Certainly, Mr Blair is anxious to inoculate Labour against the perception of weakness on defence. That is only sensible. Barring one aberrant decade, Labour is a party of nuclear defence. Labour governments initiated Britain’s nuclear weapons programme, and modernised the old Polaris fleet. It is historically apt that new Labour should inaugurate new nukes.
The Labour MP Michael Meacher declares that Trident “answers no threats that we currently face” — as if today’s threats should determine defence planning to 2040. Defence policy must anticipate remote contingencies. Even our present knowledge of the capabilities of despotic regimes is limited. (Consider the intelligence failures over Iraq’s WMD.) Our nuclear deterrent is thus an insurance policy. We cannot predict the threats to us in the middle of this century, just as 30 years ago we did not foresee Argentina’s invasion of the Falklands and Saddam Hussein’s annexation of Kuwait.
Not in all cases, but in some, our independent deterrent may act as a political counterweight, causing a potential aggressor to think again.

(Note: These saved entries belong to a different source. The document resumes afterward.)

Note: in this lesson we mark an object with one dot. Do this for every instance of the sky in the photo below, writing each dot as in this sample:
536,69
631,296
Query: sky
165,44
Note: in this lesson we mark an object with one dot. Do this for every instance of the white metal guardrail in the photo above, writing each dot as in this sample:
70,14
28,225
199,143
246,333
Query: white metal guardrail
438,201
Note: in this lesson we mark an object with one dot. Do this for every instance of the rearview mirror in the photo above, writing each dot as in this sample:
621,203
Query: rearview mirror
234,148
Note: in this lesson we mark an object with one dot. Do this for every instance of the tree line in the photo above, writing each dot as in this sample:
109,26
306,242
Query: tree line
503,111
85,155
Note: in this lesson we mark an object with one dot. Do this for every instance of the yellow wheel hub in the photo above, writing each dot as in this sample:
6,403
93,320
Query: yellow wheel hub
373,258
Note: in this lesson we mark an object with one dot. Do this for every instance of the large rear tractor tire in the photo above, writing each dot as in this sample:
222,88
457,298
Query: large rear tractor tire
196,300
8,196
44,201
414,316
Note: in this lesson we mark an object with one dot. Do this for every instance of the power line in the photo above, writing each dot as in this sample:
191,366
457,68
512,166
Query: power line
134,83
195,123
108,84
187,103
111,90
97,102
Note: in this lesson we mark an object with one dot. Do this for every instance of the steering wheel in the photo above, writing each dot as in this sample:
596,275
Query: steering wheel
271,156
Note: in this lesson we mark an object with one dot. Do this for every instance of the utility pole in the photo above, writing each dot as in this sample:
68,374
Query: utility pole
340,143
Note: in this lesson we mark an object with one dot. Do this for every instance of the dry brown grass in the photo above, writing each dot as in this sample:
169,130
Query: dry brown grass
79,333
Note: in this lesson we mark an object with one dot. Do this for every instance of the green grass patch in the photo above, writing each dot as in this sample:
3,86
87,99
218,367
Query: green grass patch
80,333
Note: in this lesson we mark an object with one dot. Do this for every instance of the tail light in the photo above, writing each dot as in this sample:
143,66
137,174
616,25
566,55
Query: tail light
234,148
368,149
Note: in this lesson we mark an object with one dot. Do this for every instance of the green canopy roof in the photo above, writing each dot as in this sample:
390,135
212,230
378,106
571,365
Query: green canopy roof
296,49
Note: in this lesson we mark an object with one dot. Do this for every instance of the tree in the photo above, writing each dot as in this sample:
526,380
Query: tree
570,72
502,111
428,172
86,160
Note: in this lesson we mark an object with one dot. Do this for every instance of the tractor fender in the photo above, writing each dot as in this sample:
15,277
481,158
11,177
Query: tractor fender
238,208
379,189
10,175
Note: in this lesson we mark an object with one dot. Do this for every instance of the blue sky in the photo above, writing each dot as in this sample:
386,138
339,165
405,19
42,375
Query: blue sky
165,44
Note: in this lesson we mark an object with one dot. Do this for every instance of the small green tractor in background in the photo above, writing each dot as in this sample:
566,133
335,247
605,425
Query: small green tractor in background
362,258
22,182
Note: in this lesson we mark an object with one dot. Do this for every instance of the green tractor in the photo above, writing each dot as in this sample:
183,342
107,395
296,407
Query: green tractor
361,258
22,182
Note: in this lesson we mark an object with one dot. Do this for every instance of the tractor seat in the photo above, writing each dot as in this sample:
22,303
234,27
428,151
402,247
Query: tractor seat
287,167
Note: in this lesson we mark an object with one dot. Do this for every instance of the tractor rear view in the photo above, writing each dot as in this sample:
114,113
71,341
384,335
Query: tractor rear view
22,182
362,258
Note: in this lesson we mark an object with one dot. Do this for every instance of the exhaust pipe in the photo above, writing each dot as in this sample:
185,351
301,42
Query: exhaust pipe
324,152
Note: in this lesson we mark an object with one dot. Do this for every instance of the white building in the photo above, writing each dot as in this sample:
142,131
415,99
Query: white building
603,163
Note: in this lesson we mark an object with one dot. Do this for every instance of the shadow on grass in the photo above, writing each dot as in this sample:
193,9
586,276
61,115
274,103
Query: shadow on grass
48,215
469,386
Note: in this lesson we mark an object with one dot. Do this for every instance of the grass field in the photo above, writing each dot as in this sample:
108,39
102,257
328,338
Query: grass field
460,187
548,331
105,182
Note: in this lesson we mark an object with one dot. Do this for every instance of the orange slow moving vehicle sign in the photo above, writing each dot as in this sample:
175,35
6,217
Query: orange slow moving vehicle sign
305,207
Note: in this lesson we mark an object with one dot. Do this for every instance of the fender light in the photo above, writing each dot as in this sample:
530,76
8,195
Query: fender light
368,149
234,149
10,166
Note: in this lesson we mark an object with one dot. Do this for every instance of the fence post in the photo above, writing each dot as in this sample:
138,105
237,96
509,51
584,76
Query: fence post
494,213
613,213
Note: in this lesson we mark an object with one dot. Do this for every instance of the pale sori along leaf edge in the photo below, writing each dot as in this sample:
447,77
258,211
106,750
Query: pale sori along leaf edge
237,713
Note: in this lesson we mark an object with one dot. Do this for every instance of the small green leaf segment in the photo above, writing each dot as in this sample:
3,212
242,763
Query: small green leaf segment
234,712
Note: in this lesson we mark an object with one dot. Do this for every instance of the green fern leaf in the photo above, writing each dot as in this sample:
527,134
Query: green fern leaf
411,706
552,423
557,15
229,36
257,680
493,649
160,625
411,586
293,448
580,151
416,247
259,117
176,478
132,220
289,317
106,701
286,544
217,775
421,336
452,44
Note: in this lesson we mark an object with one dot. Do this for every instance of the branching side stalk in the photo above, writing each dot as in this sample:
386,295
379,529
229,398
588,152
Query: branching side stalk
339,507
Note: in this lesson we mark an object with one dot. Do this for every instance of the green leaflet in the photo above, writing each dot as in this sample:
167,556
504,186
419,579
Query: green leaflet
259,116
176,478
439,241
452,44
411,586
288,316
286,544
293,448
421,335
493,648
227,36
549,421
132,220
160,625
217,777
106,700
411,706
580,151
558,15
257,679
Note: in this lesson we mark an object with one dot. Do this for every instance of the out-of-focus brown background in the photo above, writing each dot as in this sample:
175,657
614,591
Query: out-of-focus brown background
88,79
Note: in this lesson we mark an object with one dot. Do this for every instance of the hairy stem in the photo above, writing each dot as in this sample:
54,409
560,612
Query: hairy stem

That benefit is necessarily speculative, but the costs are known. The capital cost will average 3 per cent of the defence budget. (The current Trident fleet, like its Polaris predecessor, was introduced on time and within budget.) The diplomatic benefits of renouncing our nuclear capability, conversely, would be trifling and the costs incalculable. It would be an irreversible step taken in an uncertain world where the worst of states — Iran and North Korea — appear intent on acquiring nuclear weapons. Those states will scarcely be swayed by a diplomatic gesture by the UK. Nor will any current nuclear powers, whose policies are geared to their own perceived strategic interests.
The PM has taken a contentious decision in the short term, so that his successor need not. It is the stuff of leadership, and it is right.